Is targeting thermogenesis a viable treatment option for obesity/metabolic disease?

Overweight people will have even lower surface area to volume ratio than normal people! 

At the moment several groups are trying to develop strategies to increase the "browning" of fat. There exist several reviews:

Mol Cell Endocrinol. 2013 Oct 15;379(1-2):43-50.

Nat Rev Endocrinol. 2014 Jan;10(1):24-36.

This review provides a nice explanation:

In the 1930ies dinitrophenol, a protonophore which "leaks" the mitochondrial membrane, was used in the US as a diet-pill. There were several fatalities because of lethal hyperthermia, and chronic use led to blindness due to cataracts. I think adverse effects of even a slight hyperthermia, if it 's chronic, could be prohibitive in humans.

Hi David. Yes, definitely. You will not be able to measure an increase in body temperature - at least not systemically. Thus, re-activation of brown fat in humans - or maybe generating some active "beige" fat - represents one on the most promising and exciting approaches to fight obesity. Best wishes from Vienna, -harald

One can also take L-Thyroxine to push the levels closer to the upper end of normal spectrum, which is more than likely to use up reserve energy (provided the intake remains the same), just as wasting energy by fooling the normal thermogenesis. Both approaches have similar theoretical potential and both are dangerous in the long-run.

Rather than "promising", a sure way to control obesity has always been the "boring" consumption of balanced diet combined with exercise.  ;)

Hi David!!. I think that at this moment this is hot topic in obesity field. Since several years ago that it was demonstrated that humans, under certain circumstances, could reactivate, the capacity to dissipate heat is fantastic by BAT. I remember you that scientific community thought for a long time that BAT dissapeared after birth in humans. Then, since 2009, BAT reactivation is one of the most exciting possibilities for burning fatty acids in mitochondria by increasing non-shivering thermogenesis

The nice article i have read recently

Moisan A, Lee Y-K, Zhang JD, Hudak CS, Meyer CA, Prummer M, et al. White-to-brown metabolic conversion of human adipocytes by JAK inhibition. Nature cell biology. 2014

Is a very interesting topic today. As per Herald, yes,  we may not be able to measure the temperature rise but using K4B2, we may measure the energy expenditure , change in  RQ  and the diet Induced thermogenic effect of specific food or ingredient. BAT is related to mainly adoptive thermogenesis for cold.

Use of L-Thyroxine may be an easy way of loosing body wt for normal people but if the obesity is resistant type due to hypothyroidism, L-Thyroxine will not be effective .

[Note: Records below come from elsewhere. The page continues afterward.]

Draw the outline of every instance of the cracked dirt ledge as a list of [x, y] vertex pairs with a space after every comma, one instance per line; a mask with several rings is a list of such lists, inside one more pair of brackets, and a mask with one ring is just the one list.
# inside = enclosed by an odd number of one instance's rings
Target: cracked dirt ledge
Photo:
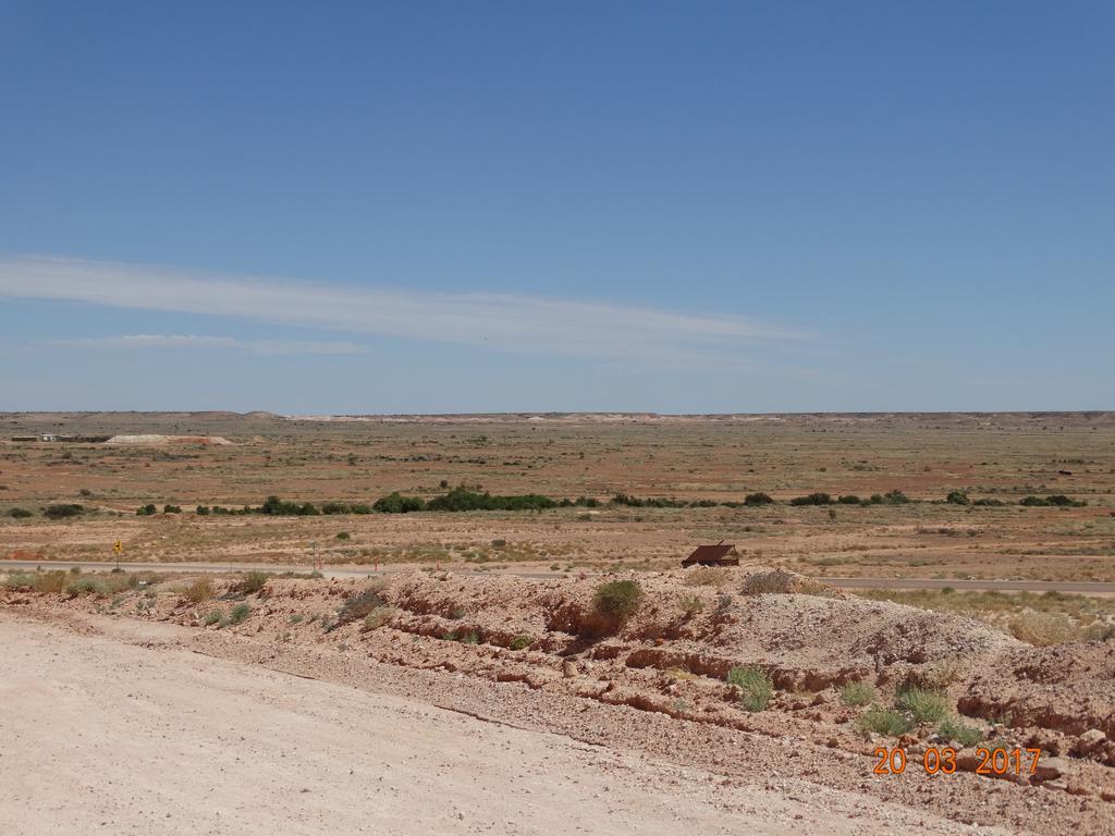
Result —
[[6, 833], [990, 834], [1108, 823], [1065, 794], [970, 775], [881, 778], [849, 752], [626, 706], [571, 708], [523, 683], [329, 648], [284, 652], [74, 611], [0, 611], [0, 641]]

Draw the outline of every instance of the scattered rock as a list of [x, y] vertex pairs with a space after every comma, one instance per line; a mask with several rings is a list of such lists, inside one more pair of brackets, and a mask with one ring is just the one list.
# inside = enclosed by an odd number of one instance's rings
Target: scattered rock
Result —
[[1068, 765], [1060, 758], [1038, 758], [1037, 768], [1034, 770], [1034, 780], [1051, 781], [1060, 778]]
[[1078, 738], [1076, 738], [1076, 745], [1073, 750], [1079, 755], [1089, 755], [1107, 739], [1107, 736], [1099, 729], [1088, 729]]

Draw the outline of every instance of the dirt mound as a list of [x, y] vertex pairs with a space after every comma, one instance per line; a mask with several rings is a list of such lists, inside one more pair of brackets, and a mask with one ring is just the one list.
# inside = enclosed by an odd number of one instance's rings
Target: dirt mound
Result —
[[[601, 631], [594, 595], [612, 580], [637, 581], [641, 605]], [[273, 647], [358, 649], [380, 663], [522, 683], [869, 755], [879, 738], [860, 730], [865, 707], [845, 704], [843, 686], [864, 683], [869, 699], [886, 706], [901, 689], [918, 684], [939, 692], [950, 712], [988, 721], [980, 729], [996, 746], [1079, 752], [1088, 766], [1069, 771], [1085, 769], [1087, 786], [1112, 781], [1103, 765], [1115, 765], [1115, 746], [1106, 741], [1115, 738], [1115, 644], [1038, 650], [953, 614], [832, 596], [823, 587], [795, 591], [808, 585], [793, 573], [738, 567], [715, 576], [632, 573], [541, 582], [452, 572], [366, 581], [277, 577], [246, 600], [234, 580], [216, 586], [217, 596], [200, 604], [184, 597], [184, 586], [171, 584], [154, 596], [137, 589], [112, 601], [122, 613], [223, 630]], [[360, 618], [346, 618], [346, 603], [371, 587], [375, 605], [365, 607], [366, 615], [361, 610]], [[759, 587], [768, 591], [755, 594]], [[776, 589], [787, 591], [769, 591]], [[0, 592], [0, 603], [6, 600], [88, 611], [108, 599], [65, 600], [21, 590]], [[242, 601], [250, 614], [235, 621], [233, 609]], [[735, 668], [758, 669], [769, 678], [765, 710], [740, 702], [738, 687], [728, 681]], [[1087, 743], [1088, 731], [1101, 742]], [[914, 722], [903, 740], [925, 746], [934, 733], [935, 723]]]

Levothyroxine will lead to weight loss in Hypothyroidism primarily by facilitating weight loss by other means. Furthermore there are TH receptors in brown fat that suggests physiological role for thyroid hormone. In hypothyroid state weight loss induced by TH is not always related to thermognesis alone. Loss of retained fluid and better water clearance through improved renal blood flow are other reasons.

although most of research on obesity is concenrating on white adipose tissue and the development,differentiation ie hypertrophy and hyperplasia of adipocytes and pfeadipocyytes in WAT and role of inflammation and macrophage infiltration directly or conversion of preadi[ocytes,metabolic endotoxemia,gut microbiota lreading to increased LPS absorption from increased GIT permeability with altered gut microbiota is some of the aetiopathogenesis with infiltration of Treg cells,cdt4. CHT8 cellsiNKT CELLS th17 all have ben found but importance is being given simultaneously to the microrna which affect the differentiATION OF BRITE AND BROWN ADIPOCYTES AND IMPORTANCE OF MIrna'S 26,155,27a,b,130 a ,miR155 etc in adipocyte differentiation and how further roles of FGF21 may affect thermogenesis and natriureteic peptides

I agree that browning of white fat is one of the most promising options in reducing obesity through mechanisms of uncoupled respiration but it is well established that the mechanisms of thermogenesis in humans is different from that in rodents. There is evidence that in humans a significant amount of heat is produced by skeletal muscle and the actions of Uncoupling Protein 3 (UCP3).  One interesting idea is to look at the actions of UCP3 in skin, where it is endogenously expressed.  Our lab has data suggesting that overexpression of UCP3 in skin is sufficient to lower body weight and prevent diet-induced obesity.  There does not seem to be a change in body temperature in these animals presumably because they are able to dissipate excess heat externally.